- Born: 18 January 1948 (age 78) Vitebsk, Soviet Union (present-day Vitebsk, Belarus)
- Occupations: Agronomist, Biologist
- Known for: Plant genetic resources, Leguminous plants, Lupinus
- Scientific career
- Fields: Botany Genetics Plant breeding
- Author abbrev. (botany): Kurl.

= Boguslav Kurlovich =

Russian-Finnish scientist (born 1948)

Boguslav Stanislavovich Kurlovich (Богуслав Станиславович Курлович; Bogusław Kurłowicz; born 18 January 1948) is a Russian-Finnish scientific agronomist of Polish descent. He specializes in the field of plant genetic resources, botany, plant and fish breeding.

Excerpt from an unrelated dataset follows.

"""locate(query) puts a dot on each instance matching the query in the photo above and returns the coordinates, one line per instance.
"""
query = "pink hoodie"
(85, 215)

From 1973 to 1997, he worked at the Vavilov Institute of Plant Industry, Saint Petersburg, Russia. From 1997 to 2011 he worked at International North Express, Finland. He specialised in collecting and studying plant genetic resources as initial material for plant breeding. He participated in 15 plant collecting missions, explored different regions of the former USSR (Siberia, Far East, Kazakhstan, Caucasus, Middle Asia, Ukraine) as well as other countries (including Brazil, Peru, Argentina, Ecuador, Algeria, Portugal, Germany, Poland and Finland) to collect a wide diversity of leguminous plants and their wild relatives, used in plant breeding in Finland, Poland, Belarus, Russia, etc. Kurlovich has authored numerous taxa regarding Genus Lupinus L. and the author of many cultivars of lupin (cv. Pervenec, Truvor, Novozybkovsky). His development of the division of the genus Lupinus into two subgenera (Subgen. PLATYCARPOS (Wats.) Kurl. and Subgen. LUPINUS) based on the geographical principle allows a better understanding of the volume of this huge genus, numbering from 200 to 1,000 species.

Kurlovich has developed Vavilov's doctrines with reference to lupins. Vavilov's ideas regarding the law of homologous series in hereditary variation gives the answer to the question of which material should be sought, while the theory of the centers of origin of cultivated plants responds to the question of where it should be sought. With reference to Lupinus, Vavilov considered the Mediterranean region and mountain areas of Mexico, Peru and others American countries as the centers of origin for this genus. Kurlovich, based on the differential systematic-geographical method of plants studies provided for more precise definition of the centers of formation and origin (diversity) of some lupin species.

According to Kurlovich's data, the center of formation of wild white lupin (Lupinus albus L.) and the primary center of origin (diversity) of its initial cultivated forms is the Balkans where an exceptionally wide diversity of wild and local forms as well as those that turned wild is concentrated. All three subspecies of white lupin (subsp. graecus Franko et Silva, subsp. termis Ponert., subsp. albus) occur on the Balkans, and it is mainly in this region that wild forms with dotted dark-brown seeds and dark-blue flowers are found (subsp. graecus). Additional confirmation is the Greek name of white lupin: “thermos” (hot). The centers of diversity of cultivated white lupin also include the Apennines and Egypt where cultivated forms of white lupin originated in the ancient times. Moreover, in the ancient Egypt forms with pink-and-blue or light-pink flowers were spread (subsp. termis), and on the Apennines forms with grayish-and-light-blue or white flowers were distributed (subsp. albus. Prof. Boguslav S. Kurlovich is the author of about 100 important scientific publications.

==Books==
- Kurlovich, Boguslav S. et al. 1995. The Gene Bank and breeding of grain Legumes (lupine, vetch, soya and bean). THEORETICAL BASIS of PLANT BREEDING, vol.3, St. Petersburg, VIR; 430 pages.
- Kurlovich, Boguslav S. (ed.). 2002. Lupins: Geography, classification, genetic resources and breeding. St. Petersburg, Publishing house "Intan", ISBN 5-86741-034-X ; 468 pages.